Snowflake guide
To get set up with Snowflake, there are a few parts you will need. This guide will walk you through the process of getting set up with Snowflake and setting up those parts. There are also a few prerequisites that you will need to have in place before you can get started.
The final result of this guide will be an end to end set up with Snowflake and Quary, including the ability to make changes in Visual Studio Code.
Prerequisites
Before you can get started with Snowflake and Quary, you will need the following:
- A Snowflake account
- Access to the Snowflake UI, ideally with the
ACCOUNTADMIN
role - Some data in a Snowflake database, make sure to take a note of the database name and schema name as you will need them later.
Access setup
The set-up can be broken up into a few main parts:
- Database and schema for the transformations to live
- Quary role that has been granted access to the Snowflake database you want to query
- Quary specific warehouse to run Quary queries on
- Quary Security Integration that will be used to authenticate Quary to Snowflake
- Repository set up in GitHub
Database and schema
The first thing you will need to do is create a database and schema for Quary to use. You can do this by running the following SQL in the Snowflake UI:
SET DATABASE_NAME = 'QUARY_DATABASE';
SET SCHEMA_NAME = 'QUARY_SCHEMA';
SET DATABASE_AND_SCHEMA_NAME = concat($DATABASE_NAME, '.', $SCHEMA_NAME);
CREATE DATABASE IDENTIFIER($DATABASE_NAME);
CREATE SCHEMA IDENTIFIER($DATABASE_AND_SCHEMA_NAME);
Now that you have a target database and target schema, you can create a role for Quary to use.
Quary role
Quary needs a role to use to connect to Snowflake. You can create a role with these permissions by running the following SQL in the Snowflake UI:
SET QUARY_ROLE_NAME = 'QUARY_ROLE';
CREATE ROLE Identifier($QUARY_ROLE_NAME);
GRANT USAGE ON DATABASE Identifier($DATABASE_NAME) TO ROLE Identifier($QUARY_ROLE_NAME);
GRANT USAGE ON SCHEMA Identifier($DATABASE_AND_SCHEMA_NAME) TO ROLE Identifier($QUARY_ROLE_NAME);
In addition to the above, you will need to grant the role access to the database you want to query.
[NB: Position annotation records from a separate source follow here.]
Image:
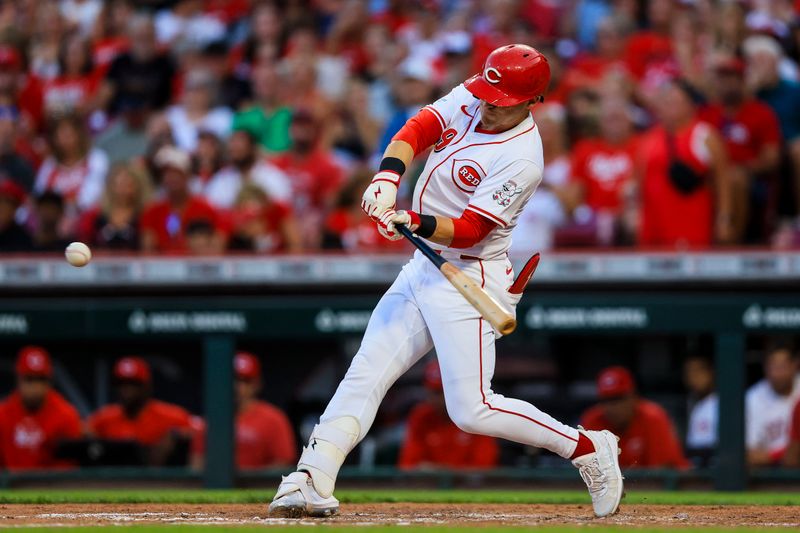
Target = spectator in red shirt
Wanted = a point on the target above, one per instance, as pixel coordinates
(753, 140)
(34, 418)
(164, 223)
(684, 169)
(603, 173)
(314, 176)
(433, 441)
(791, 456)
(647, 435)
(159, 427)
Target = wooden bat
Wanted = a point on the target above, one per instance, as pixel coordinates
(487, 306)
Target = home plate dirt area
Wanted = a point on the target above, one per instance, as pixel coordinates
(420, 514)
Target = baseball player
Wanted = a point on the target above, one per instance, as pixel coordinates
(485, 165)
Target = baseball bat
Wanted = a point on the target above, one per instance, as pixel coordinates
(487, 306)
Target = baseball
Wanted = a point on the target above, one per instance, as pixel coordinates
(78, 254)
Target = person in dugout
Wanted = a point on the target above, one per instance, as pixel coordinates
(162, 429)
(264, 435)
(434, 441)
(647, 435)
(35, 418)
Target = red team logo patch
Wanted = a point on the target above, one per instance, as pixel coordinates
(447, 137)
(467, 175)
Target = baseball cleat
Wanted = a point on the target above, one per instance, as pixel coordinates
(296, 498)
(600, 471)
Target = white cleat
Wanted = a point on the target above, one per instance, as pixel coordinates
(296, 498)
(600, 471)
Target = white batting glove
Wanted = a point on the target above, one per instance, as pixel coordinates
(391, 217)
(381, 195)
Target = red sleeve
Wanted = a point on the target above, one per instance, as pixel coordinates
(420, 131)
(664, 448)
(470, 229)
(794, 435)
(413, 451)
(484, 452)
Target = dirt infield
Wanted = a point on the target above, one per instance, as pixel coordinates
(20, 515)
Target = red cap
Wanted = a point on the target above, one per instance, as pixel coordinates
(246, 366)
(9, 189)
(433, 376)
(34, 361)
(511, 75)
(132, 369)
(9, 57)
(613, 382)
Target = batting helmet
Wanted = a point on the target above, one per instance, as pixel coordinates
(511, 75)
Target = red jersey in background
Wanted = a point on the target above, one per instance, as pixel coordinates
(28, 440)
(170, 226)
(603, 170)
(670, 217)
(649, 441)
(433, 439)
(746, 132)
(151, 424)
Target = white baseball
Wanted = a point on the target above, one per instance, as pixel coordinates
(78, 254)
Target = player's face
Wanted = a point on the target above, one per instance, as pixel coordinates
(32, 391)
(780, 370)
(498, 118)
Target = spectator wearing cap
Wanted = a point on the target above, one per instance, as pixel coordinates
(753, 139)
(684, 168)
(268, 118)
(13, 165)
(164, 222)
(157, 426)
(764, 56)
(13, 237)
(47, 218)
(196, 112)
(35, 418)
(647, 435)
(142, 73)
(75, 170)
(264, 435)
(114, 224)
(433, 440)
(245, 166)
(313, 173)
(602, 174)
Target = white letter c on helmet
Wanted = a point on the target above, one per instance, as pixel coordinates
(493, 71)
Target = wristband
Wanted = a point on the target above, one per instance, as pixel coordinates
(393, 164)
(426, 224)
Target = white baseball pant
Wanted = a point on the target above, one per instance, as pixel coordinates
(422, 310)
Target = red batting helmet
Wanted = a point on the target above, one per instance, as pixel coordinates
(511, 75)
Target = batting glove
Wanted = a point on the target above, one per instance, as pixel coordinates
(391, 217)
(381, 195)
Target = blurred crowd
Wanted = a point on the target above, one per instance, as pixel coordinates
(201, 126)
(41, 429)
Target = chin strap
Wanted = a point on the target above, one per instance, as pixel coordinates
(327, 448)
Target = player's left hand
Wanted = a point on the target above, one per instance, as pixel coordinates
(391, 217)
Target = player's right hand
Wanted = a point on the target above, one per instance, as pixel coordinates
(381, 195)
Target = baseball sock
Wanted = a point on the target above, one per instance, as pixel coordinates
(584, 447)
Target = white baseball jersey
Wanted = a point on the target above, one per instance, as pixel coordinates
(768, 416)
(491, 174)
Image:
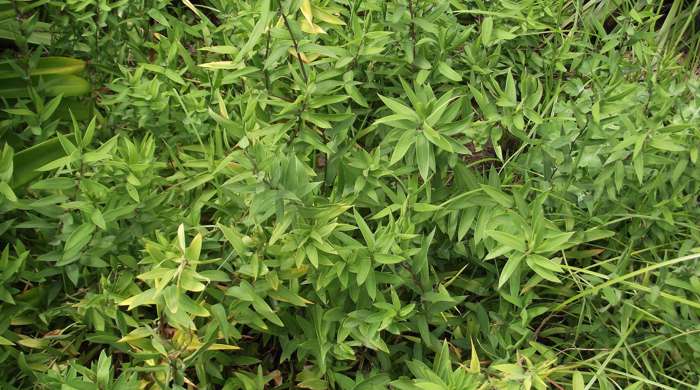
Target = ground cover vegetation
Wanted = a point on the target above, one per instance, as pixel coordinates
(353, 195)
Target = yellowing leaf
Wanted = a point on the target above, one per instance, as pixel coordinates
(307, 11)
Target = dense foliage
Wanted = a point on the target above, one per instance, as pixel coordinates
(334, 194)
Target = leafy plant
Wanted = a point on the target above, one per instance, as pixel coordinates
(350, 195)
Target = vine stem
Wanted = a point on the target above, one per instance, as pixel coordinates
(294, 42)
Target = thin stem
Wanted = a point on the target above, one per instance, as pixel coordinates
(412, 27)
(294, 42)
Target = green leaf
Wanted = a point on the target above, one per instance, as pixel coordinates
(408, 138)
(448, 72)
(398, 107)
(511, 266)
(509, 240)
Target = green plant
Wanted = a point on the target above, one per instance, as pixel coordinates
(355, 195)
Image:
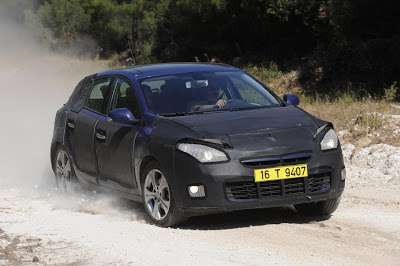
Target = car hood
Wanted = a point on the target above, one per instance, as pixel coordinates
(258, 132)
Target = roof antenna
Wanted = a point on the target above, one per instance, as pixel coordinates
(130, 48)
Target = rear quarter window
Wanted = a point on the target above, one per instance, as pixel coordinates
(98, 94)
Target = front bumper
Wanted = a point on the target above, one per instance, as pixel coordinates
(231, 186)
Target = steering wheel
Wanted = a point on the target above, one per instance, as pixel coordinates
(231, 102)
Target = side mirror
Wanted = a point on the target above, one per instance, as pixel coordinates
(291, 99)
(122, 116)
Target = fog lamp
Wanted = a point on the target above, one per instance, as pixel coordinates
(197, 191)
(343, 173)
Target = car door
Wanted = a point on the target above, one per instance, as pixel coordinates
(115, 152)
(81, 129)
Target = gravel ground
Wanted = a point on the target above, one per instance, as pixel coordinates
(37, 224)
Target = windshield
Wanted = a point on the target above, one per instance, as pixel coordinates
(199, 92)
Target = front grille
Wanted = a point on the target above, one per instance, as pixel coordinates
(294, 186)
(241, 190)
(319, 182)
(250, 190)
(270, 189)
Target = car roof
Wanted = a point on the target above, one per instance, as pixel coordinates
(168, 68)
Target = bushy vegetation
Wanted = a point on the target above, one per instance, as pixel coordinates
(332, 43)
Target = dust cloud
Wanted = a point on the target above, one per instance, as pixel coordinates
(35, 83)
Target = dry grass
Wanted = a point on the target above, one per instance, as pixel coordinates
(360, 118)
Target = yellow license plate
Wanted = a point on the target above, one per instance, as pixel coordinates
(282, 172)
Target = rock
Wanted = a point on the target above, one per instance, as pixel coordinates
(363, 142)
(15, 241)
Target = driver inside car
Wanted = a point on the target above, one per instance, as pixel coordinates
(209, 99)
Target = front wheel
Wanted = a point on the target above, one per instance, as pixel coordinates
(158, 198)
(320, 208)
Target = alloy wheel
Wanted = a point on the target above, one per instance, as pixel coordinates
(156, 194)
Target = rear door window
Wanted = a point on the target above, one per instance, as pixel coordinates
(98, 94)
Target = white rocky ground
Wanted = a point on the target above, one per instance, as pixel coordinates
(38, 224)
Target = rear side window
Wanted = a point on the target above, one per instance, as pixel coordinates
(97, 95)
(125, 97)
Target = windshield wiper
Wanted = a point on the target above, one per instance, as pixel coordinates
(176, 114)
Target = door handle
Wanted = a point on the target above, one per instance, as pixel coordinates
(71, 124)
(100, 136)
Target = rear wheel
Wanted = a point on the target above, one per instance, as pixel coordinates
(158, 198)
(320, 208)
(63, 171)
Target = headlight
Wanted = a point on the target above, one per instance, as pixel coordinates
(203, 153)
(330, 140)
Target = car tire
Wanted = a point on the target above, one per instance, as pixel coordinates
(320, 208)
(158, 198)
(63, 170)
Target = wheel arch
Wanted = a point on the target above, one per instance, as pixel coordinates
(53, 150)
(148, 159)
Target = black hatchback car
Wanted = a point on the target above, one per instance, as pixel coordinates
(189, 139)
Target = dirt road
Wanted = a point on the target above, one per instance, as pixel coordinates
(92, 229)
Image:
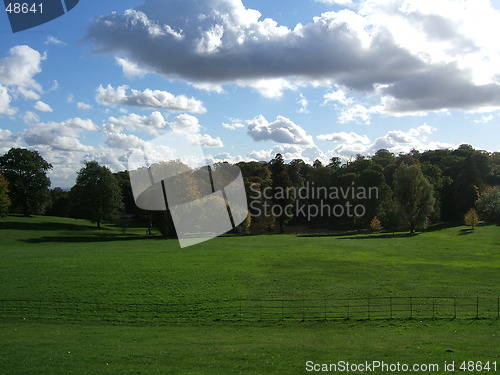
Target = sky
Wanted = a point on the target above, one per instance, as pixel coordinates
(309, 79)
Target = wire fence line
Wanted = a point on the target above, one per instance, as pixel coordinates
(259, 309)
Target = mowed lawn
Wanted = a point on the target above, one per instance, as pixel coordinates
(65, 259)
(68, 260)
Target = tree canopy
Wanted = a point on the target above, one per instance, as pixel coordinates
(96, 195)
(26, 172)
(4, 197)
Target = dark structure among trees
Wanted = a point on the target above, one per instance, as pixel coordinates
(413, 190)
(26, 173)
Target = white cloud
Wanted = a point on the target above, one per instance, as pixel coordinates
(130, 68)
(18, 69)
(154, 124)
(484, 119)
(83, 106)
(206, 140)
(290, 152)
(5, 100)
(283, 130)
(349, 138)
(123, 141)
(155, 99)
(408, 57)
(346, 3)
(60, 135)
(233, 125)
(303, 102)
(8, 140)
(53, 40)
(396, 141)
(42, 107)
(151, 124)
(30, 117)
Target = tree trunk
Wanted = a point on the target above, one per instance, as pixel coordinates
(282, 226)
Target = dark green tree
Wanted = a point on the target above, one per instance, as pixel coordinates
(280, 183)
(488, 204)
(414, 195)
(59, 205)
(4, 197)
(26, 172)
(96, 195)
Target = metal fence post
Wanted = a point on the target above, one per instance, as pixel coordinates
(411, 307)
(477, 307)
(498, 307)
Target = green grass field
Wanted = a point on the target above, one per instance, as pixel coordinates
(63, 259)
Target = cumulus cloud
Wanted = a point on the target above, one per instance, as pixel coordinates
(346, 3)
(484, 119)
(8, 140)
(303, 102)
(290, 152)
(42, 107)
(154, 124)
(5, 100)
(206, 140)
(30, 117)
(155, 99)
(151, 124)
(130, 68)
(236, 124)
(411, 56)
(18, 69)
(396, 141)
(53, 40)
(60, 135)
(84, 106)
(343, 137)
(282, 130)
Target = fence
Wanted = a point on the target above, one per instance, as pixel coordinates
(260, 309)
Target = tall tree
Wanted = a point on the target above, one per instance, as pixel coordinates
(4, 197)
(26, 172)
(488, 204)
(96, 195)
(280, 183)
(414, 195)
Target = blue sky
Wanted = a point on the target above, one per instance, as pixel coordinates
(310, 79)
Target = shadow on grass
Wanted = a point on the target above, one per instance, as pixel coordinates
(91, 238)
(465, 231)
(361, 236)
(18, 225)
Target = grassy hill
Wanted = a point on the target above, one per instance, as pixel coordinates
(65, 259)
(69, 260)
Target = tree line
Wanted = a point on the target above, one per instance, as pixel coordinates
(414, 189)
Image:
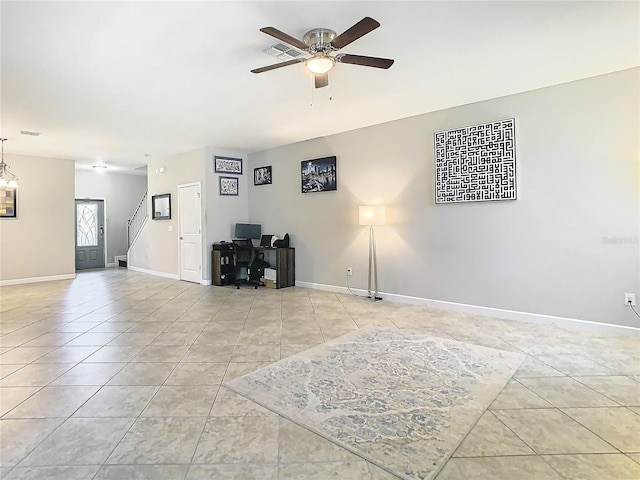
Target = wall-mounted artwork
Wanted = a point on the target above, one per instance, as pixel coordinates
(319, 175)
(476, 163)
(8, 202)
(229, 186)
(228, 165)
(262, 176)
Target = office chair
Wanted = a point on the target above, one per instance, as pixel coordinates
(252, 264)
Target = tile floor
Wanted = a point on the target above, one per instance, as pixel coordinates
(117, 375)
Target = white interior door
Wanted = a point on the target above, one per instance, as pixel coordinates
(190, 206)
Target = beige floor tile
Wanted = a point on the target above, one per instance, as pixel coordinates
(498, 468)
(117, 401)
(299, 445)
(68, 354)
(515, 395)
(574, 364)
(115, 353)
(19, 436)
(209, 353)
(89, 374)
(256, 353)
(228, 403)
(142, 472)
(617, 425)
(238, 369)
(159, 441)
(181, 401)
(53, 401)
(239, 440)
(80, 441)
(53, 473)
(197, 374)
(161, 353)
(549, 431)
(10, 397)
(624, 390)
(535, 368)
(326, 471)
(594, 467)
(490, 437)
(566, 392)
(34, 375)
(233, 472)
(143, 374)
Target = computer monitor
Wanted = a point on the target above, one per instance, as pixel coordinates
(248, 230)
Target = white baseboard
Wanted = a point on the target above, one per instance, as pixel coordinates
(172, 276)
(51, 278)
(563, 322)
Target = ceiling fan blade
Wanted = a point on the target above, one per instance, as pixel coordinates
(365, 61)
(321, 80)
(274, 32)
(360, 29)
(277, 65)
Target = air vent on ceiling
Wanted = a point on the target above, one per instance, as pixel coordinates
(282, 51)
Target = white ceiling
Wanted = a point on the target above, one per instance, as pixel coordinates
(113, 81)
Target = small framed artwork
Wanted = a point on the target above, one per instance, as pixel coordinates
(161, 207)
(229, 186)
(228, 165)
(8, 202)
(319, 175)
(262, 175)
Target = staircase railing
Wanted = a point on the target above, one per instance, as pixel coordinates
(135, 223)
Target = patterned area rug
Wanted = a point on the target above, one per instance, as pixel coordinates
(401, 400)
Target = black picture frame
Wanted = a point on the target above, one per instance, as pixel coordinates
(161, 207)
(319, 175)
(262, 175)
(8, 202)
(228, 186)
(227, 165)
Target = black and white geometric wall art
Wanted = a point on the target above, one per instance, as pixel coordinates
(476, 163)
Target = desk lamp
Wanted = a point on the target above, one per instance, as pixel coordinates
(372, 215)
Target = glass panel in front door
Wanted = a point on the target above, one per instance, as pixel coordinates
(87, 227)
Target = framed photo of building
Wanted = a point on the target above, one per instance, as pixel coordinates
(229, 186)
(8, 202)
(262, 175)
(319, 175)
(476, 163)
(227, 165)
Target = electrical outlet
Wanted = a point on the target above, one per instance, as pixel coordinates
(630, 299)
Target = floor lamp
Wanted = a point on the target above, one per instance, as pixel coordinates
(372, 215)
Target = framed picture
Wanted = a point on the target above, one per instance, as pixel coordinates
(319, 175)
(262, 175)
(8, 202)
(476, 163)
(228, 165)
(229, 186)
(161, 207)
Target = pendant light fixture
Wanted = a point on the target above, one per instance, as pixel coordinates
(7, 179)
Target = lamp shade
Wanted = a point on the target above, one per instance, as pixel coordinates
(372, 215)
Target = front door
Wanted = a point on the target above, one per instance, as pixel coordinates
(190, 232)
(89, 234)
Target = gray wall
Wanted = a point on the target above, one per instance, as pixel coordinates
(122, 193)
(40, 242)
(567, 247)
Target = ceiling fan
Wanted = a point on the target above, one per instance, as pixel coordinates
(321, 44)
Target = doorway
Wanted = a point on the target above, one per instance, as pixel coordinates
(190, 207)
(90, 235)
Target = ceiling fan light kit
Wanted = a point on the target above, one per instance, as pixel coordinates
(321, 44)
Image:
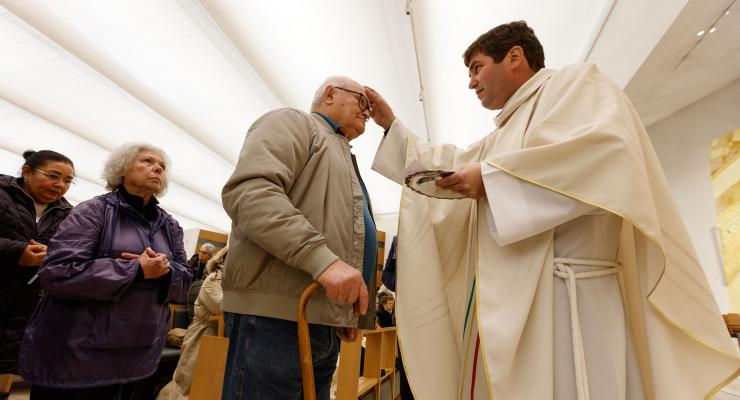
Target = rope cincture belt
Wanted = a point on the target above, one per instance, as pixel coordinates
(564, 271)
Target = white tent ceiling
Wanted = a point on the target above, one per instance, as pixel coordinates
(83, 76)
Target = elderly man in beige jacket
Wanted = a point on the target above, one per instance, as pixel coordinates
(565, 272)
(300, 212)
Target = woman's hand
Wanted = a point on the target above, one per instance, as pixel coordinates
(153, 265)
(33, 255)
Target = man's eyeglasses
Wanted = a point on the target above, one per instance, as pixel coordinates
(56, 178)
(362, 100)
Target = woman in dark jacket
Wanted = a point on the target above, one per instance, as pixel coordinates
(31, 208)
(110, 271)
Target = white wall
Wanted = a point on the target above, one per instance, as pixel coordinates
(682, 143)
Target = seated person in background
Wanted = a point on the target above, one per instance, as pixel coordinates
(385, 314)
(198, 261)
(192, 297)
(207, 304)
(109, 272)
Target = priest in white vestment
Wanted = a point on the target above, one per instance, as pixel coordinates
(567, 272)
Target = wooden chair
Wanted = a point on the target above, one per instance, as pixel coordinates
(732, 321)
(380, 356)
(211, 363)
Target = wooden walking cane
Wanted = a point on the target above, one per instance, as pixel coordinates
(304, 344)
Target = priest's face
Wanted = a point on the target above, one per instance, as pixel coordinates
(492, 82)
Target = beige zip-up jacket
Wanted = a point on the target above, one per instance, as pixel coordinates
(296, 206)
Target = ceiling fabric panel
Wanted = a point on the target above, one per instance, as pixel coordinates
(191, 76)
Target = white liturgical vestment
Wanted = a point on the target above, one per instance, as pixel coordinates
(574, 278)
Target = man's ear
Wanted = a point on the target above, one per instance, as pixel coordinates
(516, 57)
(329, 94)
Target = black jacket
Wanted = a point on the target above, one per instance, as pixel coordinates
(18, 226)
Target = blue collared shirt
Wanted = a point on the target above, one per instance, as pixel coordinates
(369, 257)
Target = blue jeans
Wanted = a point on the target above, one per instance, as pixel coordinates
(263, 361)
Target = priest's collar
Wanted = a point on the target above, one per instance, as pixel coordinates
(522, 94)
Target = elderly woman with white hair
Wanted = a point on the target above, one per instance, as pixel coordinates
(110, 271)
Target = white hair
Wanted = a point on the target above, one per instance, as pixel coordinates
(120, 161)
(334, 81)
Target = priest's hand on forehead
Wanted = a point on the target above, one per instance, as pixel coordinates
(380, 111)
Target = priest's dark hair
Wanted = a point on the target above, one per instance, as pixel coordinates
(499, 40)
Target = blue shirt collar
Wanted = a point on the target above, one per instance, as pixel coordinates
(334, 125)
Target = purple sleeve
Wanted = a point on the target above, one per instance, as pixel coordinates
(177, 282)
(71, 268)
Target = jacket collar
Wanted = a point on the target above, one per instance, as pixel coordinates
(7, 181)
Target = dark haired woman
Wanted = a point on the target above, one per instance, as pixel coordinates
(31, 208)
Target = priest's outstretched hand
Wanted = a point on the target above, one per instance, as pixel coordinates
(466, 181)
(380, 111)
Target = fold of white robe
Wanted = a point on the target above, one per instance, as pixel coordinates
(572, 132)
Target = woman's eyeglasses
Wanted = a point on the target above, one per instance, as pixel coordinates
(56, 177)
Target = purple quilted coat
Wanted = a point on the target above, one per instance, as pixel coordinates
(101, 323)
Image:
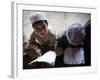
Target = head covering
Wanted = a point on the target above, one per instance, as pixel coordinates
(38, 16)
(75, 34)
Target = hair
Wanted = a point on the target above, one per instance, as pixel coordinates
(39, 21)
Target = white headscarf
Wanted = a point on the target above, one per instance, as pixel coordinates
(75, 35)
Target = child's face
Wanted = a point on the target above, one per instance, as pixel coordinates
(41, 28)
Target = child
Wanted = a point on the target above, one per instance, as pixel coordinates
(71, 44)
(41, 40)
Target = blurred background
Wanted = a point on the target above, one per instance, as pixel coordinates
(57, 21)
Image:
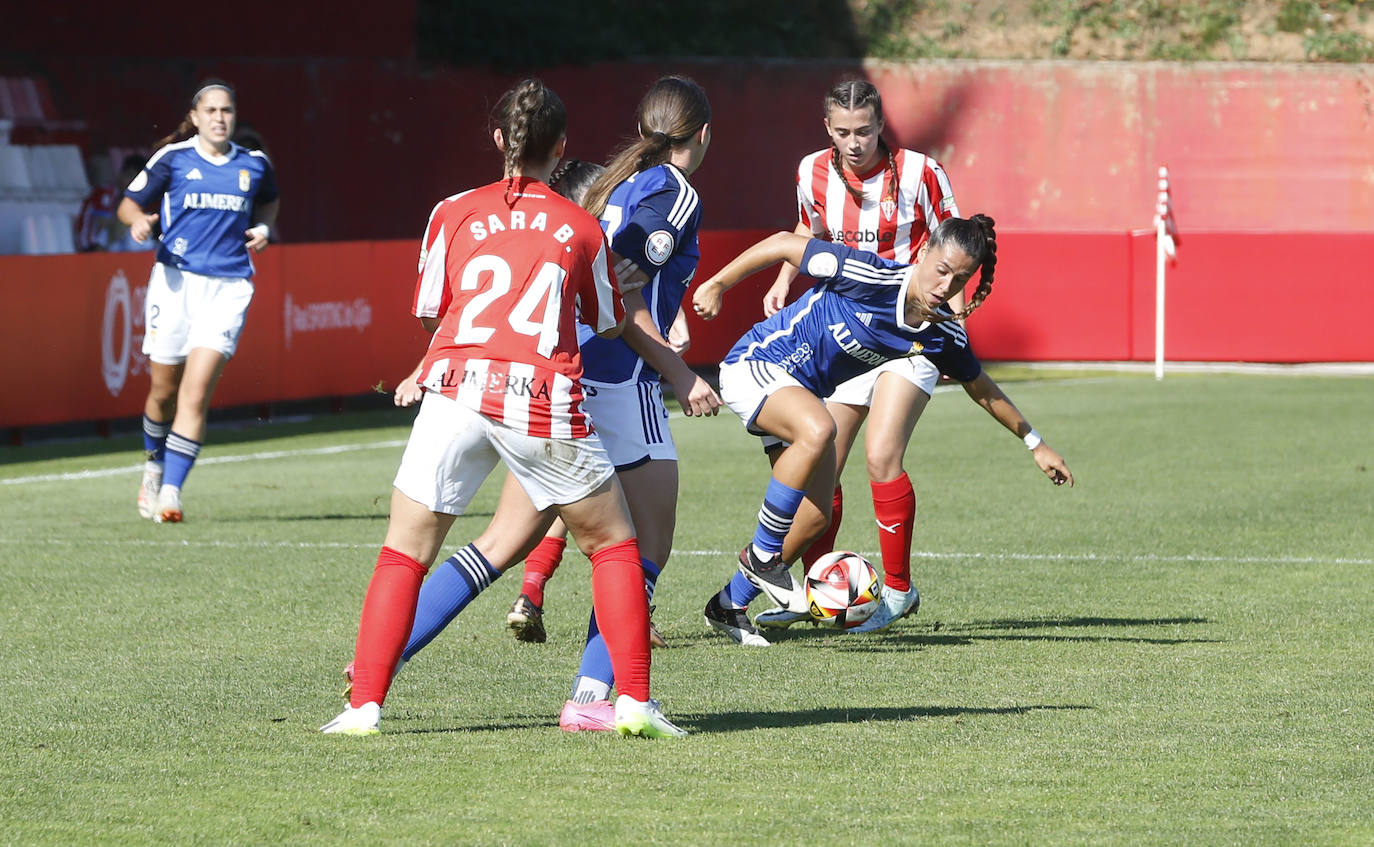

You can do this by running the following SQL in the Snowflake UI. This assumes full read access to all the tables.
GRANT SELECT ON ALL TABLES IN SCHEMA Identifier($DATABASE_AND_SCHEMA_NAME) TO ROLE Identifier($QUARY_ROLE_NAME);
GRANT SELECT ON FUTURE TABLES IN SCHEMA Identifier($DATABASE_AND_SCHEMA_NAME) TO ROLE Identifier($QUARY_ROLE_NAME);
GRANT SELECT ON ALL VIEWS IN SCHEMA Identifier($DATABASE_AND_SCHEMA_NAME) TO ROLE Identifier($QUARY_ROLE_NAME);
GRANT SELECT ON FUTURE VIEWS IN SCHEMA Identifier($DATABASE_AND_SCHEMA_NAME) TO ROLE Identifier($QUARY_ROLE_NAME);
Now that you have this role set up, you can grant that role to all users who will use the Quary CLI. You can do this by running the following SQL in the Snowflake UI:
GRANT ROLE Identifier($QUARY_ROLE_NAME) TO USER <user_name>;
Quary specific warehouse
Quary needs a warehouse to run queries on. Although you could reuse another warehouse, we recommend you create a warehouse with these permissions by running the following SQL in the Snowflake UI. This will ensure that Quary does not interfere with other queries running on the warehouse.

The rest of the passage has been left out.